MILTON — Anyone interested in traversing the Townhouse Road bridge will have to wait until up to two towns and two states find $1.4 million to replace the structure, which was closed last fall.
The 94-foot long timber bridge, which was built in 1948, is jointly owned by the Town of Milton and the Maine Department of Transportation, according to Nancy Mayville, municipal highways engineer for the New Hampshire Department of Transportation's Bureau of Planning and Community Assistance.
It was closed in the fall of 2010 after officials determined it was unable to support traffic, especially the weight of winter maintenance vehicles. The state determined about 600 vehicles used the bridge daily, with seasonal increases in the warmer months, according to Mayville.
Residents can use a five-mile detour — using the bridge in downtown Milton — to access the area from the south or utilize a bridge in Milton Mills to the north.
Residents are concerned about a variety of issues, from heavy trucks bouncing across the bridge, to kids leaping into the Salmon Falls River and the need to reroute local traffic.
Joe and Michelle St. Lawrence, who live along Townhouse Road, feel the good points about the lack of bridge access are outweighed by the negative aspects.
"The positive part is it cuts down on the speed," Joe St. Lawrence said, adding many children and families walk along the road to swim on the lake.
They both agreed that the bridge served as a local shortcut to Sanford, Maine, and the lack of access forces people in the small lakeside neighborhood to take detours or go elsewhere for various reasons, including for a boat launch or to get an ice cream.
"I would like to see a foot bridge," Michelle St.
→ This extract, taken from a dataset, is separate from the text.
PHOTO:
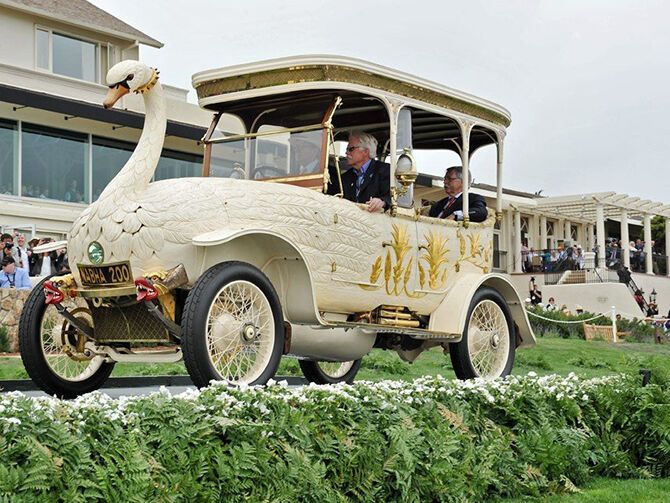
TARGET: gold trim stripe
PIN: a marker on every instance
(336, 73)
Lawrence said, adding many residents and visitors used the bridge to get a snack at Everett's Cove Marina and Ice Cream, in Lebanon, Maine.
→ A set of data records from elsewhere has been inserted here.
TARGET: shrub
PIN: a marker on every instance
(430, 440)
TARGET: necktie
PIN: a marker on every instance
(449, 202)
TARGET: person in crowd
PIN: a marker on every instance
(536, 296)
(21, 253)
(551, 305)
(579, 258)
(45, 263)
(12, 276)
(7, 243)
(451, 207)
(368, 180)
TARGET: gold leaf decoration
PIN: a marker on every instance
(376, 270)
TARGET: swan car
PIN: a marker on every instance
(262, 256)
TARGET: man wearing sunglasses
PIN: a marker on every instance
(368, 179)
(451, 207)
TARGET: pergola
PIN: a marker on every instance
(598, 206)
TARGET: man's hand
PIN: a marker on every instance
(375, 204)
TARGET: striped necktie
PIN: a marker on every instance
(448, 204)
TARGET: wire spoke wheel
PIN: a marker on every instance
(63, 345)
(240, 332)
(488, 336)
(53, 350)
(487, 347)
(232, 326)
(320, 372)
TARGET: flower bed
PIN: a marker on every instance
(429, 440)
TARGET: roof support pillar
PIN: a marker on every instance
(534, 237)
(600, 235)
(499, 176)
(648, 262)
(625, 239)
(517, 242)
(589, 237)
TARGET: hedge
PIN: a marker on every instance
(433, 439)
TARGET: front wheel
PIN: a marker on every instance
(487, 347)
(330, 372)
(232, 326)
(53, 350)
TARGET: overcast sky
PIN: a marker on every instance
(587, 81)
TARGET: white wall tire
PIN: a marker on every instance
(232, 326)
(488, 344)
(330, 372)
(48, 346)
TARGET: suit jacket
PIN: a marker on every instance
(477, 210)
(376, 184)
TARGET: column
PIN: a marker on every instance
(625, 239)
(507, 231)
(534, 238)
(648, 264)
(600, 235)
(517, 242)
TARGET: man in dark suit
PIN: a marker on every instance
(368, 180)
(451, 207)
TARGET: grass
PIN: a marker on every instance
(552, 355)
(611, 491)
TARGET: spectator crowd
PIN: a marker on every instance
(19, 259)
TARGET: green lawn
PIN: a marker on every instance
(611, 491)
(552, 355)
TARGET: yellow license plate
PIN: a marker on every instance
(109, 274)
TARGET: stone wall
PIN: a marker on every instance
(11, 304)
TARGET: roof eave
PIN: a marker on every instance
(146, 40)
Jeff Everett, who owns the New Bridge Road marina with his wife, said much of his business comes from foot traffic from Mi-Ti-Jo Campground on Townhouse Road.
Everett said they lost 25 to 30 percent of their ice cream sales when the bridge, which was previously barricaded, was shut down — even to foot traffic in September.
"I'm not sure if the ice cream store will be able to stay open," Everett said, adding ice cream allows customers a chance to see that the marina also offers boat rentals and other services.
While Everett cannot predict what this season will bring, he's frustrated that the process to request state aid didn't begin sooner.
"That clock starts when the town puts in the paperwork," Everett said, adding if Milton town officials submitted the necessary forms five years ago, they could have been halfway there.
Mayville said she has discussed the matter with Milton officials, and residents have had two opportunities to express their views to the town and state.
Mayville, who oversees the State Aid Bridge (SAB) program, said New Hampshire legislators created the SAB program in 1994 to help communities construct or repair municipal bridges. She added the program reimburses communities 80 percent of the costs for a project, which are typically managed by individual towns.
Mayville said since 1997 the state has provided $6.8 million in highway funds for the program annually. She added this allows the state to assist with 10 to 12 projects per year.
Out of the 1,686 municipal bridges in the state, Mayville said 998 — or 59 percent — are in satisfactory condition, 353 (21 percent) are below legal load capabilities or are in poor condition, 280 (16.6) percent have a major element in fair condition and 50(3 percent) are closed.
"The State Aid Bridge program is heavily in demand," Mayfield said, adding funding could be available for the project July 1, 2021 — in Fiscal Year 2022.
"If the SAB funding should increase, as is currently under consideration, then construction could be done sooner," Mayville said, adding state legislators are considering an increase to the gas tax, which could double the funding for the SAB.
Mayville said officials from Maine's Department of Transportation estimated it could cost $1.4 million to build a two-lane bridge — which is 24 feet wide and 110 feet in length. She added the project would include design, road work, the removal of the existing bridge structure and part of the costs for a temporary bridge.
Mayville said the cost would be split equally between Maine and New Hampshire.
"On the New Hampshire side, the total cost would be approximately $700,000," Mayville said, adding the town would have to pay $140,000 and get reimbursed for $560,000 through the SAB.
Mayville said bridge funding in Maine "is also heavily in demand with other high priority projects," but if the Town of Lebanon contributed to the project, it would improve the possibility of getting available funding.
"None of the three or four parties appear to be in a position to fund their portion of the project, temporary or permanent, in the near-term," Mayville said, adding local officials would need to ensure matching funds are available for the project.